SANDY: Sparsification-Based Approach for Analyzing Network Dynamics

PI: Sajal K. Das

 The goal of this three-year project, Sparsification-based Approach for Analyzing Network Dynamics (SANDY), is to develop a suite of scalable parallel algorithms for updating dynamic networks for different problems that can be executed on a wide range of HPC platforms. Dynamic network analysis will enable researchers to study the evolution of complex systems in diverse disciplines, such as bioinformatics, social sciences, and epidemiology. The SANDY project is expected to initiate a new direction of research in developing parallel dynamic network algorithms that will benefit multiple analysis objectives (e.g., motif finding and network alignment) and application domains (e.g., epidemiology, health care). Research findings will be integrated into courses on network analysis, parallel algorithms, and bioinformatics offered at the three collaborating institutions. The PIs will collaborate with high schools to deliver talks on network theory, and encourage women and minority students to pursue IT-related careers. 

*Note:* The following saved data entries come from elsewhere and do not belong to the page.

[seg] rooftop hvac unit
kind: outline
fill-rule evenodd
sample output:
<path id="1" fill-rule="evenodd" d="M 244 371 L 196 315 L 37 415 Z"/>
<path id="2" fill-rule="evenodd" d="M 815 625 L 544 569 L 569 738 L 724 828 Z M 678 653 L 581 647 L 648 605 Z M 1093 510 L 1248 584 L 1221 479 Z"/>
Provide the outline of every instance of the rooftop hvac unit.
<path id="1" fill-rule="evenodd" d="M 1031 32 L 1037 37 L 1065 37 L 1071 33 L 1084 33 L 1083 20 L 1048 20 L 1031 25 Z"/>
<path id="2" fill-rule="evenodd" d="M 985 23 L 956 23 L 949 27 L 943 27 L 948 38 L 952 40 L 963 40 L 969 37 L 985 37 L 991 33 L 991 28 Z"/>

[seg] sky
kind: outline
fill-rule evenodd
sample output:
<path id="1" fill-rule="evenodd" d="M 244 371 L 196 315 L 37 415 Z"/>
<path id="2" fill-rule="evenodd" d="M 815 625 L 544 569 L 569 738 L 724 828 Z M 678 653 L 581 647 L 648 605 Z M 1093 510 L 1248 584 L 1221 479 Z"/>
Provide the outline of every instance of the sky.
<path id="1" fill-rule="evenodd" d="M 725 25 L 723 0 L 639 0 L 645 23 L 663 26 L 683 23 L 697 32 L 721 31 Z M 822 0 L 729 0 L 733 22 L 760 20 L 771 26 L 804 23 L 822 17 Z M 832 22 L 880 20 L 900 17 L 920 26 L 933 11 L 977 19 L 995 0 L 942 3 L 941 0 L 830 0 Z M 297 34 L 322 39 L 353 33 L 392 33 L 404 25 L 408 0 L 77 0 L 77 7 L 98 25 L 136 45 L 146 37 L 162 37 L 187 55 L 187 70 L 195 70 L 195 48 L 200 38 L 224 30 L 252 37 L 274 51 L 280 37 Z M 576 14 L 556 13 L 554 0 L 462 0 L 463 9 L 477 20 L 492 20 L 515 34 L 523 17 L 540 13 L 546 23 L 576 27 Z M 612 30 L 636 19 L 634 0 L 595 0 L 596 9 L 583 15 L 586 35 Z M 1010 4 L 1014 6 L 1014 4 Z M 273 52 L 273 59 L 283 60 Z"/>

To develop efficient and scalable parallel algorithms, the PIs propose to use an elegant technique, called graph sparsification that expresses graph algorithms in a reduction-like fashion. The formal steps to parallelization, as guided by the graph sparsification framework, provide a template for creating provably correct parallel algorithms for dynamic networks. The proposed algorithms will address the dual needs of portability and performance optimization. The framework will further provide a mechanism for combining high level (e.g., static and dynamic graph partitioning) and low level (e.g., dataflow algorithms) tuning strategies to ensure high performance and scalability for various parallel architectures by considering such factors as scalability, time, memory, and energy efficiency.